RECETOX / MFAssignR

The MFAssignR package was designed for multi-element molecular formula (MF) assignment of ultrahigh resolution mass spectrometry measurements. A number of tools for internal mass recalibration, MF assignment, signal-to-noise evaluation, and unambiguous formula selections are provided.
GNU General Public License v3.0
0 stars 2 forks source link

Investigate the calibration functions for which series to use #22

Closed hechth closed 2 weeks ago

hechth commented 9 months ago

The recalList produces a list of outputs with different scores and series identifiers etc. - those are not that well documented in the source code, so it would be great to get some more information. What are the scores, and what do they represent? What does the "series" identifier actually mean? The user should be able to decide which series to choose based on the data provided in the table. Maybe we could then even make another tool which could choose the best recalibration series based on some higher level parameters, like the instrumental method or platform?

KristinaGomoryova commented 1 month ago

So, here it's a bit complicated and I think we will have to re-implement the actual solution.

RecalList outputs a dataframe containing CH2 homologous series that contain more than 3 members, and following metrics:

The Recal function itself can now take up to 10 series.

To choose the optimal ones, these shall be the criteria:

KristinaGomoryova commented 1 month ago

The main problem is probably with the computational capacity. We get 225 series using the Raw_Neg_ML data (model data of MFAssignR). We want combination of 10 elements out of all which will try to fulfill the criteria as their best - problem is, that if we even try to pick 10 combinations out of 225, we're suddenly at 7.480909295 E+16 possible combinations, which is way too much.

I tried to pre-filter the dataset in a following manner:

This reduces the size to 94 elements. If we restrict the Abundance score to >100, we get 33. This suddenly reduces the number of combinations to 92,561,040 which is much better I would say :)

KristinaGomoryova commented 1 month ago

How it could be done eventually...

# Libraries required
library(dplyr)
library(gtools)
library(tidyr)

# Data input
data <- read.delim("recalList.tabular")

# Arrange the data
data.subset <- data %>%
  separate(col = Mass.Range, into = c('Min.Mass.Range', 'Max.Mass.Range'), sep = "-") %>%
  mutate(Min.Mass.Range = as.numeric(Min.Mass.Range), 
         Max.Mass.Range = as.numeric(Max.Mass.Range)) %>%
  mutate(Series.Length = Max.Mass.Range - Min.Mass.Range) %>%
  filter(Abundance.Score > 100) %>%
  filter(Peak.Distance < 2) 

global_min <- min(data.subset$Min.Mass.Range) + 100 #tolerance
global_max <- max(data.subset$Max.Mass.Range) - 100 #tolerance

# Create all combinations of ions (composed of 5 elements)
iter <- combinations(nrow(data.subset), 5, v = 1:nrow(data.subset))

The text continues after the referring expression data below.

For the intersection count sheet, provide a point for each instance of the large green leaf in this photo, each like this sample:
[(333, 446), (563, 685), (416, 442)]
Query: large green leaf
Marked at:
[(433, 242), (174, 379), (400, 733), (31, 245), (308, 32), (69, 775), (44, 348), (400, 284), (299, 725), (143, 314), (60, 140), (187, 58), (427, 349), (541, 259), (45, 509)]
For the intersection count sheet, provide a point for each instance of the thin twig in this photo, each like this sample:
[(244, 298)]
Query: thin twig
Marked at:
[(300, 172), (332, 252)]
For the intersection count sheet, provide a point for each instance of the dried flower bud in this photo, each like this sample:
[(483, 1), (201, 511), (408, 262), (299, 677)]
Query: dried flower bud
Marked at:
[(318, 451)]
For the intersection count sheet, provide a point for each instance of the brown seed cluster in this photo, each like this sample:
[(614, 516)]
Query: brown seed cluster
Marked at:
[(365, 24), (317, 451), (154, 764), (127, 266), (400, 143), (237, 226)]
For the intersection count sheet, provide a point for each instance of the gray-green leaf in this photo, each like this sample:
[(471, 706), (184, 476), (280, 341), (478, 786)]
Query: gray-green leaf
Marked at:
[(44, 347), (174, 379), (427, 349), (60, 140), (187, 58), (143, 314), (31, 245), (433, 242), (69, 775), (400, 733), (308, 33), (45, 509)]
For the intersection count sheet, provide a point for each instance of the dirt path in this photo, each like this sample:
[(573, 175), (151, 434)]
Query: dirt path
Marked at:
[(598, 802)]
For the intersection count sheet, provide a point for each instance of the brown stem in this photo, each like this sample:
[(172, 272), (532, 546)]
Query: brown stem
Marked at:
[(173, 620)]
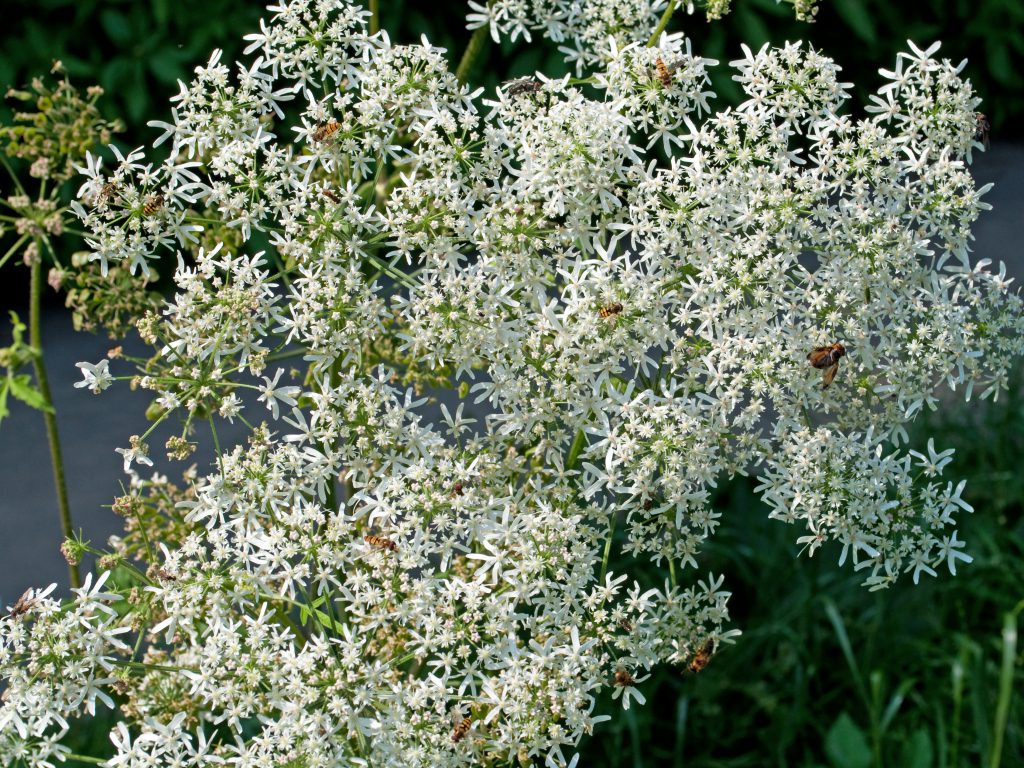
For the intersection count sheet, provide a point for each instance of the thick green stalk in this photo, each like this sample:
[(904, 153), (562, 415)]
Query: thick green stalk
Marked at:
[(475, 47), (49, 416), (663, 23)]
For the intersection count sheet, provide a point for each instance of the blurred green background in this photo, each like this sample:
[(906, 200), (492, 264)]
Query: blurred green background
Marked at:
[(825, 675), (137, 49)]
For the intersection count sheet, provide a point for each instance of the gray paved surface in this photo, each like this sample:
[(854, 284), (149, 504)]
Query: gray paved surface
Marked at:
[(93, 425)]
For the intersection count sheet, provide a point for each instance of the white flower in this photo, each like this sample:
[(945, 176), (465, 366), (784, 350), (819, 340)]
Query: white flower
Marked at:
[(96, 377), (272, 394)]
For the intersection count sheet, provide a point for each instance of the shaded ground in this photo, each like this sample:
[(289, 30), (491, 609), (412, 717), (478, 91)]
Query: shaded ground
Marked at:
[(91, 426)]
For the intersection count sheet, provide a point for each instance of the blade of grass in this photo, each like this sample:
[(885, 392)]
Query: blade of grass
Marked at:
[(1006, 684)]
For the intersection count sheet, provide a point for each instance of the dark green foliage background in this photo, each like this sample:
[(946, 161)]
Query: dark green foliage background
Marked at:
[(138, 49), (825, 674)]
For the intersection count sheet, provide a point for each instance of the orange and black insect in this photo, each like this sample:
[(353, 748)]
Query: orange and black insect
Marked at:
[(521, 86), (610, 309), (153, 203), (981, 128), (663, 73), (702, 656), (826, 358), (325, 131), (109, 193), (461, 729), (24, 604), (380, 543)]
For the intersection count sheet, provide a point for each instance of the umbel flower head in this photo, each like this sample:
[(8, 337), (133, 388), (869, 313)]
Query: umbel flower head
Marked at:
[(626, 283)]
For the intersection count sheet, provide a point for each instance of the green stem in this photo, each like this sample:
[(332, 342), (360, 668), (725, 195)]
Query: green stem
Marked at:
[(663, 23), (49, 416), (607, 547), (476, 45)]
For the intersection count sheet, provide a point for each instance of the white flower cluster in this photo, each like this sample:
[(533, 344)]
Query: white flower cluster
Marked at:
[(365, 588)]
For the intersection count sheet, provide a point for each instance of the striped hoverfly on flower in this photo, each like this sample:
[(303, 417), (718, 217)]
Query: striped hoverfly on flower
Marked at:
[(826, 358)]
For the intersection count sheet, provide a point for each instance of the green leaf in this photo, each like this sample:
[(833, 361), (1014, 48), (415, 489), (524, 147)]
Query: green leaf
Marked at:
[(846, 744), (22, 387), (858, 18), (916, 751)]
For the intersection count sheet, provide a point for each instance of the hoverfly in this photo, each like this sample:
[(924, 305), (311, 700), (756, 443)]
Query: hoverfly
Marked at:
[(108, 193), (981, 128), (826, 358), (24, 604), (152, 204), (702, 656), (663, 73), (325, 131), (609, 309), (461, 729), (521, 86)]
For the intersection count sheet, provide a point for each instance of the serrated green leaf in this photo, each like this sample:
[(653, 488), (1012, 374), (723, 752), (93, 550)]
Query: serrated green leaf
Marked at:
[(23, 388), (846, 744)]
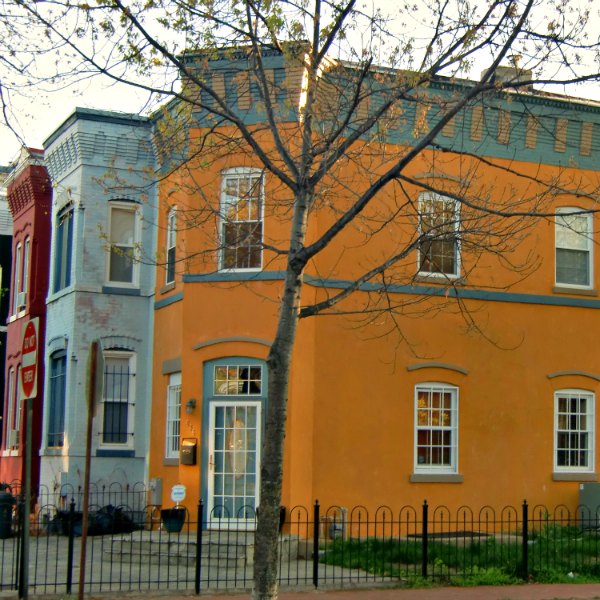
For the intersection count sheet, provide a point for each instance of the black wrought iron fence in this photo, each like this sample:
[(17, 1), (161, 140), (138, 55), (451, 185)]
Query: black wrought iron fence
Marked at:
[(195, 550)]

coversRange <- data.frame(iter, coversRange = 0)

# Check if the combinations cover the whole data range
for (i in 1:nrow(iter)){
  comb <- iter[i, ]
  subset <- data.subset[comb, ]
  local_min <- min(subset$Min.Mass.Range)
  local_max <- max(subset$Max.Mass.Range)
  if (local_min <= global_min & local_max >= global_max) {
    coversRange$coversRange[i] <- 1
  } 
 #print(i)
}

# Subset only those, which cover whole range
coversRangeTrue <- coversRange[coversRange$coversRange == 1, ]

# Compute the scores
score_combination <- function(combination) {
  series <- paste0(combination$Series)
  total_abundance <- sum(combination$Abundance.Score)
  total_series_length <- sum(combination$Series.Length)
  peak_proximity <- sum(1/(combination$Peak.Score))  # smaller values are better
  peak_distance_proximity <- sum(1/(combination$Peak.Distance - 1))  # closer to 1 is better
  coverage <- sum(combination$Max.Mass.Range - pmax(combination$Min.Mass.Range, lag(combination$Max.Mass.Range, default = 0)))
  coverage_percent <- coverage/((global_max+100) - (global_min-100))*100
  return(list(
    total_abundance = total_abundance,
    total_series_length = total_series_length,
    peak_proximity = peak_proximity,
    peak_distance_proximity = peak_distance_proximity,
    series = series,
    coverage_percent = coverage_percent
  ))
}

scores <- list()

for (i in 1:nrow(coversRangeTrue)){
  comb <- iter[i, ]
  subset <- data.subset[comb, ]
  comb_score <- score_combination(subset)
  scores <- append(scores, list(comb_score))
  print(i)
  }

scores_df <- do.call(rbind, lapply(scores, as.data.frame))

# Filter coverage > 90%, compute overall score, arrange it from the highest to lowest, and take first 10 series
scores_df %>%
  filter(coverage_percent > 90) %>%
  rowwise() %>%
  mutate(sum_score = sum(total_abundance, total_series_length, peak_proximity, peak_distance_proximity, coverage_percent)) %>%
  arrange(desc(sum_score)) %>%
  filter(!duplicated(series)) %>%
  head(10)